“Merit” and the NIH disparity of grant award to Black PIs
June 10, 2020
I was just noticing something that I hadn’t really focused on before in the Hoppe et al 2019 report on the success of grant applications based on topic choices. This is on me because I’d done an entire blog post on a similar feature of this situation back when Ginther et al 2011 emerged. The earlier blog post focused on the quite well established reality that almost all apps are funded up to a payline (or virtual payline for ICs that claim, disingenuously, that they don’t have one) and that the odds of being funded as one moves away from (worse scoring) that payline, the lower the odds. Supplemental Figure S1 in Ginther showed that these general trends were true for all racial groups.
My blog post was essentially focused on the idea that some apps from African-American PIs were not being funded at a given near-miss score while some apps from white PIs were being funded at worse scores.
It’s worth taking a look at this in Hoppe et al. because it is a more recent dataset from applications scored using the new nine point scale.

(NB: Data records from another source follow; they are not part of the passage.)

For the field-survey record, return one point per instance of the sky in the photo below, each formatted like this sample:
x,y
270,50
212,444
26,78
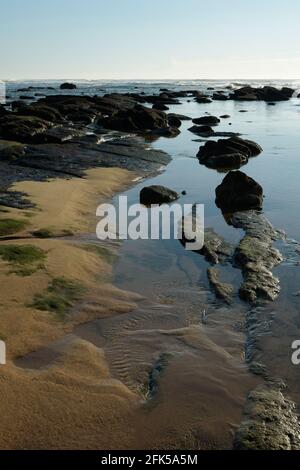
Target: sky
x,y
149,39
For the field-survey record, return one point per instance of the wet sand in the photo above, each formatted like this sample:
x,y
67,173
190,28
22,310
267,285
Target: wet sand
x,y
121,372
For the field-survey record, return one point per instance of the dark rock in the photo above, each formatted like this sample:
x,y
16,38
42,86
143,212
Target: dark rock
x,y
157,195
256,256
203,99
3,111
238,192
267,93
222,290
174,121
229,153
23,129
168,132
207,121
68,86
181,117
215,249
160,107
136,119
202,130
270,422
219,97
25,97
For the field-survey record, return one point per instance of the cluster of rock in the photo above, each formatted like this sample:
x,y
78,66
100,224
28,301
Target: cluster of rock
x,y
238,192
270,422
229,153
266,93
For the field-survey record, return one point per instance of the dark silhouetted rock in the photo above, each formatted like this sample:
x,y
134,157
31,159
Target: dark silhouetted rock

I was alerted to Table 1 of Hoppe et al. which shows the percentage of the total funded pool of applications from Black and white PIs by the voted percentile rank, binned into 5 percentile ranges (0-4 is good, 85-89%ile bad).
As you would expect, almost all applications in the top two bins (0-9%ile) were funded regardless of PI race. And the chances of an app being funded at a given percentile bin decrease the further they are away from the very top scores. Where it gets interesting is after the 34%ile mark where no Black PI apps were funded. In any score bin. And there was at least one application in each bin save for 65-69, 75-79 and 80-84 which are not worth talking about anyway.

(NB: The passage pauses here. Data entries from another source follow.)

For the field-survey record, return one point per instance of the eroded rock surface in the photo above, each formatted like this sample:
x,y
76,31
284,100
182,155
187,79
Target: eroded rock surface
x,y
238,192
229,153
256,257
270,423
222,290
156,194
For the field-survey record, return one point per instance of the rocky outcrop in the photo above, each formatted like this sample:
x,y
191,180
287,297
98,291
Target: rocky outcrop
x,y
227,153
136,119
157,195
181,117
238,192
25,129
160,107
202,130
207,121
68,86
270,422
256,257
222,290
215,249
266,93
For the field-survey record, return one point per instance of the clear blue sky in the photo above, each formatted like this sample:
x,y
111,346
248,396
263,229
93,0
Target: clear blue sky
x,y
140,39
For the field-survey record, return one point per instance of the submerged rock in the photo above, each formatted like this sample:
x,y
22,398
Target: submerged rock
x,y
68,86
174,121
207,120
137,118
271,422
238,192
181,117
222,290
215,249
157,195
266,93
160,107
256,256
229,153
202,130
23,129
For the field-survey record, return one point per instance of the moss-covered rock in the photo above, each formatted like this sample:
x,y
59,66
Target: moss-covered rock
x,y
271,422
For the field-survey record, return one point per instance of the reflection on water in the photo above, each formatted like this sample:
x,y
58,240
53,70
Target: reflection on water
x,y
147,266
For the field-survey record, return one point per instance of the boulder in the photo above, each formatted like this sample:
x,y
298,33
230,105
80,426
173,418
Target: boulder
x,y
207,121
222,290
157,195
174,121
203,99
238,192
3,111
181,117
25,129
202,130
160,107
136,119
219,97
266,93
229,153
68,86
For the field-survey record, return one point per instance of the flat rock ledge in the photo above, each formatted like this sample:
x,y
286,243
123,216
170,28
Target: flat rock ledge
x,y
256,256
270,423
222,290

The pinch is observing that at least some applications of white PIs were funded from 35-59th percentile. I.e., at scores that are worse than the score of any app funded with a Black PI. On Twitter I originally screwed up the count because I stupidly applied the bin percentages to the entire population of funded awards. Not so. In fact I need to calculate it per bin.
Now if my current thinking is right, and it may not be, those bonus bins for white PIs represent 25% of the distribution (5 bins, 5%ile points per bin). The supplement Table S1 tells us there were 103,620 applications submitted by white PIs so that leaves us with 25,905 applications, 5,181 in each bin.
This is very rough.
Percentiling of applications is within a rolling three rounds of each standing study section. Special Emphasis Panels are variously percentiled- sometimes against an associated parent study section, sometimes against the total CSR pool.

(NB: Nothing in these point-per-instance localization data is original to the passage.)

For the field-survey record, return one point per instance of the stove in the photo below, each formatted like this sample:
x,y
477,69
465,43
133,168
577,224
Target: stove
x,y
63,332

But let’s take this as the aggregate for discussion.
Multiplying each of the bin success rates, I end up with a total of 119 applications of white PIs funded from 34-59th percentile. A score range at which ZERO applications were funded to Black PIs.
So, in essence, you could replace all of those applications funded to white PIs with more meritorious (well? that’s how they use the rankings. percentile = merit) unfunded applications submitted by Black PIs. Even by some distance as only 74% of 10-14%ile scoring applications with Black PIs were funded for example.
I was curious why Hoppe et al included the Table and what use they made of it. I could find only one mention of Table 1 and it was in the section titled “IC decisions do not contribute to funding gap“.
However, below the 15th percentile, there was no difference in the average rate at which ICs funded each group (Table 1); applications from AA/B and WH scientists that scored in the 15th to 24th percentile range, which was just above the nominal payline for FY 2011–2015, were funded at similar rates (AA/B 25.2% versus WH 26.6%, P = 0.76; Table 1). The differences we observe at narrower percentile ranges (15 to 19, 20 to 24, 25 to 29, and 30 to 34) slightly favored either AA/B or WH applicants alternately but were in no case statistically significant (P ≥ 0.13 for all ranges). These results suggest that final funding decisions by ICs, whether based on impact scores or discretionary funding decisions, do not contribute to the funding gap.
This is more than a little annoying. Sure, they sliced and diced the analysis down to where it is not statistically resolvable as a difference. But real world? It’s not a matter of constant anger for any PI who has a near miss score and gets wind of anyone being funded at a worse score? Sure it is.
And that last statement is just plain false. 119 white PI applications funded at worse scores is 46.5% of the total number of applications funded with Black PIs. If all of those discretionary funding decisions had gone to Black PIs, that would raise the hit rate from 10.7% to 15.6% for Black PIs. Whereas the white PI hit rate would plunge from 17.7% to…17.56%.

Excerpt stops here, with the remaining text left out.